While user rating and comments in buying guides and directory listings may seem all sparkly new and very Web 2.0, the concept has been around for a very long time. Indeed, I was involved in a research project with a major yellow pages publisher way back in 1990 to assess whether or not to add ratings information to restaurant listings (with the idea other categories might benefit as well).

The core issue back then was the same as it is now: can objective ratings co-exist with paid advertising?

Perhaps not surprisingly, restaurateur response to ratings played out roughly as follows:

  • 5 star restaurants: "great idea; let's do it"
  • 4 star restaurants: "intriguing idea"
  • 3 star restaurants: "as long as you don't charge extra for it"
  • 2 star restaurants: "are you crazy?"
  • 1 star restaurants: "Your Pepsi is $2; pay on the way out."

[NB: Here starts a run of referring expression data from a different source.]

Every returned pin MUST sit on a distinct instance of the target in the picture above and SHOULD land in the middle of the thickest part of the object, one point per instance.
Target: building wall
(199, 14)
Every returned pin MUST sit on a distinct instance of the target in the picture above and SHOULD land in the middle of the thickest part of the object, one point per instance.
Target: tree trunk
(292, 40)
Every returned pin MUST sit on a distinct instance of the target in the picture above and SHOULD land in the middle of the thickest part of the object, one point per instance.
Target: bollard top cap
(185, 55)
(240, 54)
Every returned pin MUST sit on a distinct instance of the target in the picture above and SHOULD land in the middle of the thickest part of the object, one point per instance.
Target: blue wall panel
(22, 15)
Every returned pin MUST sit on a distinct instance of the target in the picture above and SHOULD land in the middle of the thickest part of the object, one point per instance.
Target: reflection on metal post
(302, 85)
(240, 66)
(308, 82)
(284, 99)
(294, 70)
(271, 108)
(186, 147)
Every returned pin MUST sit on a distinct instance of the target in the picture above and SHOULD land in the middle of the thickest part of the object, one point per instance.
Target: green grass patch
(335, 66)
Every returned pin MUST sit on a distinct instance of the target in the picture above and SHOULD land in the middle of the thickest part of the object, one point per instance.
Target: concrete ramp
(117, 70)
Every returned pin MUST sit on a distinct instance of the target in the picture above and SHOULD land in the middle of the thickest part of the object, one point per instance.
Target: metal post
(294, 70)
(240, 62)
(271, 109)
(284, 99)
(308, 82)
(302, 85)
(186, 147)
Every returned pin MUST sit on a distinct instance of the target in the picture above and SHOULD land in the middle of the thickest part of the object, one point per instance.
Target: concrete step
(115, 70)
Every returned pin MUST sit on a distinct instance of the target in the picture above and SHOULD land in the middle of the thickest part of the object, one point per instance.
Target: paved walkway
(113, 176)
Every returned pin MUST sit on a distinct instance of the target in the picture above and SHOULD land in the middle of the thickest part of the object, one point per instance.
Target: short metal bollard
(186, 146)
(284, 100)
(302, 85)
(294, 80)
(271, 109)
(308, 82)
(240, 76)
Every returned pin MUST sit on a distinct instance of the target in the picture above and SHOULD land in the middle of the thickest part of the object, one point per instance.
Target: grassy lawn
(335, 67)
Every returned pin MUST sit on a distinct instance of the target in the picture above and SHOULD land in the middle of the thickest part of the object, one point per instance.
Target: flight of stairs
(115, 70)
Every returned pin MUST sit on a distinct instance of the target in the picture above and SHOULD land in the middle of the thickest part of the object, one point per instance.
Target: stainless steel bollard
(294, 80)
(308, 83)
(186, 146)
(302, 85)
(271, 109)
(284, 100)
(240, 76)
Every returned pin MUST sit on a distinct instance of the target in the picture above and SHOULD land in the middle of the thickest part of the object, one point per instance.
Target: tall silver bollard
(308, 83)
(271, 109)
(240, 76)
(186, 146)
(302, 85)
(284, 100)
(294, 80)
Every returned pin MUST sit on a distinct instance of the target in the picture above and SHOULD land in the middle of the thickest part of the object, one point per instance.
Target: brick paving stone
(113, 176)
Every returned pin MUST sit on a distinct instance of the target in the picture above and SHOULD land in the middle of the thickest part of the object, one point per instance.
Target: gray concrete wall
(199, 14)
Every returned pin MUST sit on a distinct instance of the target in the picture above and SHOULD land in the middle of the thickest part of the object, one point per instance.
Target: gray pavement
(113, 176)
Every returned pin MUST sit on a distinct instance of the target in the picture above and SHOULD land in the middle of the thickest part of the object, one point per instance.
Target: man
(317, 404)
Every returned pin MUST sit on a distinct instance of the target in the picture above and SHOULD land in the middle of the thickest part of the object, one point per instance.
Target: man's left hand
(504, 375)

The problem is a fundamental one: advertisers don't want to pay to tell the world ambivalent or negative information about themselves. It's why restaurants don't post negative reviews in their windows.

We tried clever variations. What if we only printed positive reviews? Advertisers shot this down quickly as well. If only good reviews were printed, then those restaurants without reviews must be bad. The ditty "if it's pay to play, then I decide what to say" pretty well sums up the long-standing dynamic.

That's why I was so surprised to see a truly unusual new approach to this age-old coming from user review site Yelp.com. According to the New York Times, while Yelp won't censor or remove negative comments its users make about its advertisers, Yelp allows advertisers to sort positive listings about their business first. The thinking, of course, is that user reviews are much like search results pages: nobody gets past the first few.

Has Yelp artfully cracked the advertising-reviews conundrum? At first I believed they had. Then I started thinking that this was just a cute ploy that advertisers would quickly see through. Then I thought that allowing advertisers to game the system was a little slippery. Finally, my view shifted again: isn't Yelp making a cynical statement about its own value proposition: if nobody is really reading all the reviews it posts, what's the point? Where's the value?

Having thought about this until my head hurt, I thought I'd toss this back to my readers. Breakthrough or not?